Authored by pirama on Apr 21 2015, 12:33 PM.

Details

Summary

Set operation action for SINT_TO_FP and UINT_TO_FP nodes with v4i32
inputs to allow promotion of v4f16 results.

The conversions from v4i64 to v4f16 do not depend on this patch - v4i64
is split and the conversion gets handled while lowering v2i64. I am
adding a test here for completeness.

Diff Detail

Event Timeline

pirama updated this revision to Diff 24155.Apr 21 2015, 12:33 PM
pirama retitled this revision from to [AArch64] Handle vec4 sitofp and uitofp for half.
pirama updated this object.
pirama edited the test plan for this revision. (Show Details)
pirama added reviewers: aemerson, rengolin, ab, jmolloy, srhines.
pirama added a subscriber: Unknown Object (MLST).

IIUC, this patch shouldn't affect v4i32 to v4f32 or v4f64 operations, but couldn't find any tests for those operations. I confirmed that locally, and can add tests with this patch if requested.

In a test of v4f16 operations (similar to the comprehensive test in http://reviews.llvm.org/D8648), only sitofp and uitofp cause problems, and will be fixed with this patch.

pirama updated this revision to Diff 24250.Apr 22 2015, 12:42 PM
  • Handled i8, i16 conversions
  • Added tests for v8f16 and v16f16 tests.
jmolloy accepted this revision.Apr 22 2015, 12:50 PM
jmolloy edited edge metadata.

Hi,

This looks fine to me, but please wait for Ahmed's LGTM.

Cheers,

James

This revision is now accepted and ready to land.Apr 22 2015, 12:50 PM
ab accepted this revision.Apr 22 2015, 2:17 PM
ab edited edge metadata.

LGTM as well (with a couple of nits), thanks!

lib/Target/AArch64/AArch64ISelLowering.cpp
554–566

Like you did below, another comment for these might be useful, to make it clear v8iN is possible when you do ->v8f16, like v4iN is when you do ->v4f32.

test/CodeGen/AArch64/fp16-v16-instructions.ll
25–32

And this kind of thing is why I abhor the ARM-style NEON syntax, and much prefer Apple's.

Though conversions aren't a very good example, and you can just match the register number rather than the entire thing, like you do for S0 below. Anyway, enough ranting, I'm fine with this ;)

test/CodeGen/AArch64/fp16-v8-instructions.ll
340–341

What about the higher lanes? (another rant: that's why I like over-using -NEXT, it avoids this kind of question entirely).

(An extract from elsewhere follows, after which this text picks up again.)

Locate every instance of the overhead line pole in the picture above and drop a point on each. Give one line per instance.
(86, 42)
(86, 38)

pirama added inline comments.Apr 22 2015, 2:37 PM
test/CodeGen/AArch64/fp16-v8-instructions.ll
340–341

Good catch. I'll fix this.

FileCheck should support CHECK-DAG-STRICT, or something similar, and reject any line without an entry in the CHECK-DAG-STRICT block. Then we no longer have to compromise between CHECK-NEXT and hardening against schedule variations.

pirama updated this revision to Diff 24259.Apr 22 2015, 2:41 PM
pirama edited edge metadata.

Added comment and fixed checks in a test.

ab added a comment.Apr 22 2015, 5:32 PM

Better indeed, please commit. Thanks!

(Also, when you receive a conditional LGTM like this, and agree with all the proposed changes, I don't think there's need for another review)

This revision was automatically updated to reflect the committed changes.